Apertura della nuova stagione del Geox con Renzo Arbore

10 Novembre 2013 By Elena Bottin

Per festeggiare l’apertura della stagione 2013/2014 del Gran Teatro Geox la parola va all’artista, a Renzo Arbore: «Stiamo parlando nuovamente di scarpe – scherza il cantante in riferimento al signor Geox – ai vecchi tempi si andava in giro scalzi.
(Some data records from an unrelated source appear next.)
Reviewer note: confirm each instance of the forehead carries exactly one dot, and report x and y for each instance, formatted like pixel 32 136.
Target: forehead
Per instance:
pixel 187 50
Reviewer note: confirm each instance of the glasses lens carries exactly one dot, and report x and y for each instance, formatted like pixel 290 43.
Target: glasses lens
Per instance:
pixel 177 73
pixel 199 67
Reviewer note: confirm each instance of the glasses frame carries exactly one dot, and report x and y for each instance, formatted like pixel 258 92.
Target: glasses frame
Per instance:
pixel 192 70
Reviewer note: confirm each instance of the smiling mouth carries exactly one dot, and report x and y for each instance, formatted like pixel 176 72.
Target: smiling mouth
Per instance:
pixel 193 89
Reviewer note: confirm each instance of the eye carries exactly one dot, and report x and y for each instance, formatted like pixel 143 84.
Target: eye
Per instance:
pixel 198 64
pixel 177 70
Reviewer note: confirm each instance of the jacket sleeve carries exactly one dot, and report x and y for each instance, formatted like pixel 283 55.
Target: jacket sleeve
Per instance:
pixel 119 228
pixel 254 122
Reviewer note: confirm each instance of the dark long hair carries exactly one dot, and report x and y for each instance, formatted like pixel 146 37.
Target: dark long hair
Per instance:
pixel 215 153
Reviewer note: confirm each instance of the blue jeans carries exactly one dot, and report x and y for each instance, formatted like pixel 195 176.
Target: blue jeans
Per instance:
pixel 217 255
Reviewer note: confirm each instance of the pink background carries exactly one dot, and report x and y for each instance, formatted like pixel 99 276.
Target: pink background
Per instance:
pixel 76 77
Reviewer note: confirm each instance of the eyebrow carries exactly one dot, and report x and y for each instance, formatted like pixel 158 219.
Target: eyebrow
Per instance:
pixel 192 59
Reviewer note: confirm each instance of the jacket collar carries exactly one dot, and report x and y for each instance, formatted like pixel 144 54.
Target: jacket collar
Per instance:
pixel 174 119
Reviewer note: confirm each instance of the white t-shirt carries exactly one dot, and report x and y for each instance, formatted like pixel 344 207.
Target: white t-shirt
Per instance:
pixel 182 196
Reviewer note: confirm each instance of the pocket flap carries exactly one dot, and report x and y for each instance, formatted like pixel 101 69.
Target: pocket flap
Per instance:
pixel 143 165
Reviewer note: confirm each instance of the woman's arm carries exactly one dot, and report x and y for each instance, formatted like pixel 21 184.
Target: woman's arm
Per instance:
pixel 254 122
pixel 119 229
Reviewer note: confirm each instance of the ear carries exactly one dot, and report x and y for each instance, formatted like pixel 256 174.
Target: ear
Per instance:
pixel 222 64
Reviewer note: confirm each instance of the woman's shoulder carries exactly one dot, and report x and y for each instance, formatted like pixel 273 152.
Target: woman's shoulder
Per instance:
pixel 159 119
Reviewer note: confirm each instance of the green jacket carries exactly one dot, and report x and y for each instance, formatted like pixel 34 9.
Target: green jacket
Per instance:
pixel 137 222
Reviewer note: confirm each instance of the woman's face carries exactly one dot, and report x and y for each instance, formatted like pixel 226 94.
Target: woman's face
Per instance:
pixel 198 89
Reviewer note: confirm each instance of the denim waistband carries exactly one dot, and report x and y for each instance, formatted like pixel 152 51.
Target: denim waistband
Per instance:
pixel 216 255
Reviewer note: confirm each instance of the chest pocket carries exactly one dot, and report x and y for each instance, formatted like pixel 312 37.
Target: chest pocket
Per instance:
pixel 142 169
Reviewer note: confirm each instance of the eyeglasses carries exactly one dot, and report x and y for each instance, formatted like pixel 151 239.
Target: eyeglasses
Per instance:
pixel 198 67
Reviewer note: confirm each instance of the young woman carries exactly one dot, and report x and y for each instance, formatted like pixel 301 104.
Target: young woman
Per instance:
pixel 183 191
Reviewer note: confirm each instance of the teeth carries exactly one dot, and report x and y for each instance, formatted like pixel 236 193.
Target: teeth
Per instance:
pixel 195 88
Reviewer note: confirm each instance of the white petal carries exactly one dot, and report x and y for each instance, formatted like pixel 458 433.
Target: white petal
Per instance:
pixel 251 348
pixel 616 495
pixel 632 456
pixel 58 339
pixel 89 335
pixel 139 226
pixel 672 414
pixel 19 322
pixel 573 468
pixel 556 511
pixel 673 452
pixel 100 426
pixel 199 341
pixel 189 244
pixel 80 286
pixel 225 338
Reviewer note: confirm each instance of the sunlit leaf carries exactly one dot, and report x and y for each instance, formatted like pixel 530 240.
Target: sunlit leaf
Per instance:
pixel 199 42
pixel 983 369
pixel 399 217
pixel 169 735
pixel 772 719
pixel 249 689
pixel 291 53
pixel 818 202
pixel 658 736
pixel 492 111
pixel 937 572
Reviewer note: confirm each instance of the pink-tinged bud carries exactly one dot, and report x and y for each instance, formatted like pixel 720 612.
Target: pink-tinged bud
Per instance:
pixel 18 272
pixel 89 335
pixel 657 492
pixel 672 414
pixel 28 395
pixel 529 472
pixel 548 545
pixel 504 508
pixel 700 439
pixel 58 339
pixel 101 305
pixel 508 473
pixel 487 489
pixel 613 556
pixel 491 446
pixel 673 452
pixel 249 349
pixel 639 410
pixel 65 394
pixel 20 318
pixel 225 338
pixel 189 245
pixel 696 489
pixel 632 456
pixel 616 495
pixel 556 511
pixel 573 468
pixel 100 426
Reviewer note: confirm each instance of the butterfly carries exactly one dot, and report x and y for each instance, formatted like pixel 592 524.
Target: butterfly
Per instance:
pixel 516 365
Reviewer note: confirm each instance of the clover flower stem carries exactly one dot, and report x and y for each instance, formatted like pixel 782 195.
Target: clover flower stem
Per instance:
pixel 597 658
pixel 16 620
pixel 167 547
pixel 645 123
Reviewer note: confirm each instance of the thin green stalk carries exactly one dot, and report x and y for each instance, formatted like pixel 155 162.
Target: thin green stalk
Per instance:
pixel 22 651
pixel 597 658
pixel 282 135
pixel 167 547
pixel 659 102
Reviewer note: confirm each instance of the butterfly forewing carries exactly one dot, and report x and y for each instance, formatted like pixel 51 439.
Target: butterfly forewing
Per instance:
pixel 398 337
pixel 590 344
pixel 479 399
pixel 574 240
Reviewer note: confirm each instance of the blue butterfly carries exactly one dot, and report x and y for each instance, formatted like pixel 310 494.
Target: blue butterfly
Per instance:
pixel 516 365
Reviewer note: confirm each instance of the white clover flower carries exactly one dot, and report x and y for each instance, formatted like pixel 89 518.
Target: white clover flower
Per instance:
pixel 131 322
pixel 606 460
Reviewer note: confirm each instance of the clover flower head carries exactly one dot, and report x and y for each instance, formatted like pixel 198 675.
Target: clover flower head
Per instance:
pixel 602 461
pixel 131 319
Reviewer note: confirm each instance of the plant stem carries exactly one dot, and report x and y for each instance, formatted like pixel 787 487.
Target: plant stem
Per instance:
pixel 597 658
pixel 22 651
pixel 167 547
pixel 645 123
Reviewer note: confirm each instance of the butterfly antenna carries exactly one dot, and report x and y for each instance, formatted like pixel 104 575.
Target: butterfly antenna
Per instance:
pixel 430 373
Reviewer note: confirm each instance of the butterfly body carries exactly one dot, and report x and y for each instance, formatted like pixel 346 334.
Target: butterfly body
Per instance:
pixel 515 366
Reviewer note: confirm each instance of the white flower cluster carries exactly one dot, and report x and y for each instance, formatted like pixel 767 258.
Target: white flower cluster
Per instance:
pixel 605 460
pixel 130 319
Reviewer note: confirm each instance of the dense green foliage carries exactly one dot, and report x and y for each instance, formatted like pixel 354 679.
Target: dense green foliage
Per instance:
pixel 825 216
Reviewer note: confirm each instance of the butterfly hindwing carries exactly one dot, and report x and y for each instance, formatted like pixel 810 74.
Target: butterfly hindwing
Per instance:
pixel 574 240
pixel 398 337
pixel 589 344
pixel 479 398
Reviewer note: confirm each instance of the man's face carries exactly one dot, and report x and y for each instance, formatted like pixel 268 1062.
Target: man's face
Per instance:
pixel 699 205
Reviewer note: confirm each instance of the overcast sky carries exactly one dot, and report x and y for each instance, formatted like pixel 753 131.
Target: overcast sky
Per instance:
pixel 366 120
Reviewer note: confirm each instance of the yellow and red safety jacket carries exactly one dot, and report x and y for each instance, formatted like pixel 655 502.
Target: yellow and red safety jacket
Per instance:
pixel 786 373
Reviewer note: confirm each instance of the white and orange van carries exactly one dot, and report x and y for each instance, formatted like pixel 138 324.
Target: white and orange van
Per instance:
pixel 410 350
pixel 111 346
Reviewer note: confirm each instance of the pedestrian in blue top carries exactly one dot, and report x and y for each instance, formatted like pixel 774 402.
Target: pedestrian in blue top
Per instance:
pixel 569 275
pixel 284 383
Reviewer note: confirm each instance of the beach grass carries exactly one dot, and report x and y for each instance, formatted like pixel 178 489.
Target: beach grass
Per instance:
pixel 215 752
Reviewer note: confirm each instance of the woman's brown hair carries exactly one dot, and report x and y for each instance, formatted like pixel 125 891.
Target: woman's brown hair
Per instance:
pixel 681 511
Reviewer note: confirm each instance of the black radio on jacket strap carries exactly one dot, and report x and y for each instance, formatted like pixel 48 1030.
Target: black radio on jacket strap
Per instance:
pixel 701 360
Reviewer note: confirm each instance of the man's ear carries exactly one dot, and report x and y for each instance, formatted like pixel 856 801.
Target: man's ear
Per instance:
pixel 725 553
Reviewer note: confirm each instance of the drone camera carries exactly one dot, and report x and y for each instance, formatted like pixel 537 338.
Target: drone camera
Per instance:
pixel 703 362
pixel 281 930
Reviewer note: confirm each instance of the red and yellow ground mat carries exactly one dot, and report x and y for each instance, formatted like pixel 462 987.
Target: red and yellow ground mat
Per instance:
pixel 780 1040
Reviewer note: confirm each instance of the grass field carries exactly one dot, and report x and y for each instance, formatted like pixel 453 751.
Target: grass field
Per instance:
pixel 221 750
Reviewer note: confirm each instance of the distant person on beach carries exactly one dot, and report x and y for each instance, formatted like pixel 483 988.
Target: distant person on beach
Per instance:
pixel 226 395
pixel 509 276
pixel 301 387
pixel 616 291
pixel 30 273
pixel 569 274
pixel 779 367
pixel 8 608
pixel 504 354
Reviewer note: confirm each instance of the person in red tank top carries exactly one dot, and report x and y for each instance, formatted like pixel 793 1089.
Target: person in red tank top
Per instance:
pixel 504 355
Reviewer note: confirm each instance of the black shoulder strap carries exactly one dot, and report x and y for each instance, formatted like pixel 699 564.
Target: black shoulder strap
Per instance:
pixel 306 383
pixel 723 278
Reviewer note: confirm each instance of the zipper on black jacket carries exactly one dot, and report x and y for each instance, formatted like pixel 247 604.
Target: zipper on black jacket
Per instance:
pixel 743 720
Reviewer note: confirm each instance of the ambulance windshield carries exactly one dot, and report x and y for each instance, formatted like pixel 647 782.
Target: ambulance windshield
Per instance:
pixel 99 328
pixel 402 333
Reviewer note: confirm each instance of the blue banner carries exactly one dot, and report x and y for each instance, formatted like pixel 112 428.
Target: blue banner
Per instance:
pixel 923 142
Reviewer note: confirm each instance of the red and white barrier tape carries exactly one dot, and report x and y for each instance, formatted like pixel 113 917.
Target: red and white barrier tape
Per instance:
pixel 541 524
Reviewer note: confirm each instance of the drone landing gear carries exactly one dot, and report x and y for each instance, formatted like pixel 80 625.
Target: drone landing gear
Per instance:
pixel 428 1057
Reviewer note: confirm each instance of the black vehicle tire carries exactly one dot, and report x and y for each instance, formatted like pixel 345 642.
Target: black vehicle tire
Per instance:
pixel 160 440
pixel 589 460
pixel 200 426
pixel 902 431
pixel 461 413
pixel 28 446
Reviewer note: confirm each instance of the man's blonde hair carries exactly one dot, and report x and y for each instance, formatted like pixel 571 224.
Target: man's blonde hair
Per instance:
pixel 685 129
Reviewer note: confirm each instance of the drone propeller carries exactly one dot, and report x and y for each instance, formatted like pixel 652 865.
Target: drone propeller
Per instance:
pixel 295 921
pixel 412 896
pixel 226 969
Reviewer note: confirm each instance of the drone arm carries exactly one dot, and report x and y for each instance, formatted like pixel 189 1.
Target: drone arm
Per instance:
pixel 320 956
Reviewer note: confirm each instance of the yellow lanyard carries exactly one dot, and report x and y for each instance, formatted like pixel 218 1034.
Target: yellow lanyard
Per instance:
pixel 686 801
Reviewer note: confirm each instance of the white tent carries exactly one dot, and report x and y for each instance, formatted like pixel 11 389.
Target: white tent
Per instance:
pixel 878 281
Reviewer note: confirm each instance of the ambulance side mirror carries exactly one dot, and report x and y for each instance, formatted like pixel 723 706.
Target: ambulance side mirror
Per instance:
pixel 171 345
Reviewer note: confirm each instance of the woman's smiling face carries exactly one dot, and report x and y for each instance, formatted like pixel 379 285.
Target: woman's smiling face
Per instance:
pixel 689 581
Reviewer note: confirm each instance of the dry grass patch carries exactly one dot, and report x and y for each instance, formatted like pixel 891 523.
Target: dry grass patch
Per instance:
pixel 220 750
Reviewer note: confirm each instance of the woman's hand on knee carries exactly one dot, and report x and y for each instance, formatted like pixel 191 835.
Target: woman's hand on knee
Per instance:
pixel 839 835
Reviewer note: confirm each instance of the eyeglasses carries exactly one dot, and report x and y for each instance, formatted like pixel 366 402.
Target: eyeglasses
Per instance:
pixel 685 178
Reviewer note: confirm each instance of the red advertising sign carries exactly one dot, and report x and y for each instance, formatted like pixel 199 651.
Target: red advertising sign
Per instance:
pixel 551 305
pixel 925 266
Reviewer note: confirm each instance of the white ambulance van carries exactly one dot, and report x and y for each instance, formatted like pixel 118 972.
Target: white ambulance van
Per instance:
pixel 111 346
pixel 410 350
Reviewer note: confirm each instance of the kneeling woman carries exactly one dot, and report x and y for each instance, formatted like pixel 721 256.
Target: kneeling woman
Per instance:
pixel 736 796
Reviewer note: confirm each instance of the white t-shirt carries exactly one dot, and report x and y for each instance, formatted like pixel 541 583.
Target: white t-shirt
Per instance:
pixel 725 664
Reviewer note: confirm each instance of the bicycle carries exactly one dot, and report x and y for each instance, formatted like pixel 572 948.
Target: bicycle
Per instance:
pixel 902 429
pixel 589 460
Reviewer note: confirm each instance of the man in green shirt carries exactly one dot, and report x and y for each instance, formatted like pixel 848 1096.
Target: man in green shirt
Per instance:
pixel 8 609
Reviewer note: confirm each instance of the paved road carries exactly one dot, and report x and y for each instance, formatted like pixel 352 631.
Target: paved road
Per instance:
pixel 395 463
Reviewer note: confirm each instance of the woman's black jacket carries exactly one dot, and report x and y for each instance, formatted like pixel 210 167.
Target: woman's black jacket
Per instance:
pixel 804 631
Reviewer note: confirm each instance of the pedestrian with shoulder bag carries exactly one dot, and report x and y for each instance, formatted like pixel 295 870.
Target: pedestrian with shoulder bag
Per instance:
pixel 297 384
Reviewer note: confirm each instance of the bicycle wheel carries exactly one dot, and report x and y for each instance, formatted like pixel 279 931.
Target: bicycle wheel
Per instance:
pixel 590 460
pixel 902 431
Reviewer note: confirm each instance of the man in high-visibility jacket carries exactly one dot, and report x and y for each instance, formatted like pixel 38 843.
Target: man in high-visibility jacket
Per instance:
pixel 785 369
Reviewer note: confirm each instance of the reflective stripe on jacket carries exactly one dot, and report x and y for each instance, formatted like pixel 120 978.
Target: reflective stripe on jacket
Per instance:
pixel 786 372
Manco da due anni da Padova ed ecco che mi trovo a riproporre un bellissimo spettacolo facente parte di una tournée così fortunata che l’ultima volta il sindaco entusiasta mi aveva offerto un caffè al Pedrocchi». Ecco che la canzone napoletana si trasferisce nel Veneto in una serata dedicata a Roberto Murro, grande autore della suddetta tipologia di canzone, protagonista di un album che raccoglie musiche dalle origini fino a Pino Daniele: «Roberto – spiega Arbore – è stato un grandissimo maestro, con lui cantavo nottetempo e voglio dedicargli l’introduzione dello spettacolo che sto portando in giro per il mondo insieme ai miei musicisti». Quella del gruppo si rivela essere una vita girovaga, ventitré anni di viaggi, appena di ritorno da Praga, per non trascurare troppo i paesi dell’Est: «Festeggiamo l’uscita di un nuovo cd – continua il cantante – che unisce alla mia passione per la musica napoletana quella per il jazz e per lo swing, presentato da poco in America da Jovanotti». Con quindici canzoni cantate in americano per sopperire alla mancanza della lingua italiana, «un po’ handicappata perché poco parlata nel mondo», Arbore rilancia la bellezza nazionale affiancandole i ritmi stranieri: Renzo si augura che l’entusiasmo per la serata sia di buon auspicio per la quarta stagione del Geox. A salutare il cantante il ministro Zanonato, il vicesindaco Ivo Rossi, l’imprenditore Mario Moretti Polegato, il presidente del consiglio regionale Clodovaldo Ruffato, gli operatori Zed Valeria Arzenton, Diego Zabeo e Andrea Benesso. «Il Gran Teatro Geox – spiega Ivo Rossi – è diventato un punto di riferimento per la città, solo il giorno prima c’era Bob Dylan, un evento eccezionale che testimonia la ricchezza dell’offerta culturale che il teatro sta mettendo a disposizione». Incentivo ottimo per il turismo a livello nazionale, i ringraziamenti vanno anche agli operatori Zed che stanno facendo «un lavoro grandissimo di promozione».